Vous avez voté contre la réforme de cette PAC, quels sont les principaux éléments qui ont motivé ce refus ?

La PAC qui vient d’être votée reproduit celle des sept, voire des quatorze dernières années. La réforme continue à soutenir l’agro-industrie et non pas l’agriculture familiale dès lors que 80 % des aides publiques bénéficient à 20 % des plus grandes exploitations. La PAC prévoit bien des mesures de verdissement avec les éco-régimes qui font dirent à ceux qui soutiennent la réforme que cette PAC est plus verte que la précédente. Sauf qu’il s’agit d’un simple changement cosmétique ! De plus, la commission laisse toute latitude aux États membres pour mettre en œuvre ces éco-régimes, ce qui constitue une forme de renationalisation de la PAC. Certains s’investiront un maximum dans les éco-régimes en accompagnant le secteur agricole dans sa transition écologique, d’autres non. Prenez l’exemple de la Flandre : je pense qu’elle ne poussera malheureusement pas le curseur très loin contrairement à la Wallonie qui pourrait choisir de les utiliser à fond pour mettre en œuvre son accord de gouvernement et consacrer, par exemple, 30 % des terres à l’agriculture biologique.

Quelles étaient – et sont encore – les demandes du groupe des Verts ?

Ce que nous souhaitons, c’est accompagner les agriculteurs dans leur transition, assurer une juste rémunération et soutenir des modèles coopératifs, je pense ici à Fairebel dont l’objectif est d’assurer un revenu équitable aux producteurs laitiers, mais aussi les maraîchers et les indépendants qui se lancent dans d’autres types d’activités sans être nécessairement sur une exploitation agricole. Nous voulons surtout que le tiers du budget européen qui est alloué à la PAC serve réellement à une agriculture locale qui soit avant tout nourricière et non vouée en première intention aux marchés d’exportations. Nous voulions également encourager l’emploi agricole en ouvrant la possibilité de répartir les aides par unité de main-d’œuvre plutôt que par unité de surface, ce que nous n’avons pas obtenu. Seule la conditionnalité sociale est un reliquat de notre demande initiale. On peut estimer que c’est un pied dans la porte pour aller plus loin dans ce domaine, mais là, nous sommes partis pour sept ans…

Sept ans de malheur ?

Je dirais plutôt sept années durant lesquelles nous allons perdre du temps. Je sais que les écologistes n’apparaissent pas toujours comme les meilleurs alliés du monde agricole. Nous sommes pourtant d’un grand soutien à l’agriculture familiale, nous encourageons la diversité du paysage agricole, un élevage plus extensif qu’intensif avec un retour à la vocation initiale de l’agriculteur qui est de nourrir la population. D’un autre côté, nos terres ont besoin d’être régénérées, on doit revenir à des techniques qui permettent de lutter contre l’érosion des sols, capables de résilience en cas de sécheresse et de pallier les problèmes d’inondations. La commission nous a présenté une PAC qui avait été négociée en 2018, soit avant les élections, sans intégrer les nouveaux objectifs climatiques. Elle continue à encourager l’utilisation des pesticides dans une logique de rentabilité qui va tout à fait à l’encontre des objectifs de la stratégie « De la fourche à la fourchette » l’agro-industrie faisant qu’il n’y a plus de place pour une agriculture familiale.

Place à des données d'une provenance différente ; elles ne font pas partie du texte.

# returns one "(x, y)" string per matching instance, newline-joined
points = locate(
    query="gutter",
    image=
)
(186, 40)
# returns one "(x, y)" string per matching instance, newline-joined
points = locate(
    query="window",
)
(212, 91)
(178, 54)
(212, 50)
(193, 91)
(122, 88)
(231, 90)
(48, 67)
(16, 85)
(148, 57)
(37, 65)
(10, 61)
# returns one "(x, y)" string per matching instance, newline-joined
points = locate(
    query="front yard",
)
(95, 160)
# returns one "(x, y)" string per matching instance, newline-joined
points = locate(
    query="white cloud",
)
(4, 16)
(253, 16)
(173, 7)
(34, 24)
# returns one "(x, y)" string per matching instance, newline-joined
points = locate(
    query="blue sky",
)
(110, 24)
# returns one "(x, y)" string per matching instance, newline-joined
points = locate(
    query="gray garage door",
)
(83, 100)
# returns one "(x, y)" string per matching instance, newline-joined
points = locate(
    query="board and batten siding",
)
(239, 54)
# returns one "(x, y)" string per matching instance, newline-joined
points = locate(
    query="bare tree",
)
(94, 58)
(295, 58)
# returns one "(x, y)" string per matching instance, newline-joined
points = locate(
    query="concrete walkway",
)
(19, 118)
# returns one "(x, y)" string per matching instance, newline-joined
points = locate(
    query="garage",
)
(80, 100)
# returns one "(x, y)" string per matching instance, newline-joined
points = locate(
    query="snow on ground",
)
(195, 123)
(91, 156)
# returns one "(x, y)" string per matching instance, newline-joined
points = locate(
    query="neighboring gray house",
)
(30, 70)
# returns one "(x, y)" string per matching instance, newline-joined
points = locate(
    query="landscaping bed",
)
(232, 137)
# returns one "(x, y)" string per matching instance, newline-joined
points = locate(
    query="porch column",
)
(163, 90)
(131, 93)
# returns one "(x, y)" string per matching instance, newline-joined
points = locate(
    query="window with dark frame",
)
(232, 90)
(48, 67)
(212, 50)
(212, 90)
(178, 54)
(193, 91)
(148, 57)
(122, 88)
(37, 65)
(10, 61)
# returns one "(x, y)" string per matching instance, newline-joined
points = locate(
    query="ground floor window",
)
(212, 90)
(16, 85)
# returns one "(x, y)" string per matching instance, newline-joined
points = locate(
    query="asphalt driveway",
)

Quelles sont vos propositions pour une agriculture européenne pérenne ?

Je comprends la colère du monde agricole auquel on demande beaucoup alors que la démarche vers une transition climatique doit concerner tous les secteurs. Les agriculteurs ne sont pas le problème, ils font partie de la solution et sont les premières victimes du dérèglement climatique. Les épisodes de sécheresse impactent leurs cultures, les maladies affectent leurs animaux, nous sommes d’ailleurs à nouveau entrés dans un épisode de grippe aviaire. Or, la recherche a prouvé que la propagation de la maladie flambe au niveau des élevages intensifs et industriels de volailles. Pour cette raison, mais aussi pour intégrer la dimension du bien-être animal, nous voulons encourager les exploitations de petite taille. C’est cette évolution qui permettra au secteur agricole de devenir résilient. On ne peut « dompter » la nature à l’aide de techniques agricoles qui l’épuisent et compromettent notre souveraineté alimentaire. Il faut revoir, dès maintenant, nos modèles de production.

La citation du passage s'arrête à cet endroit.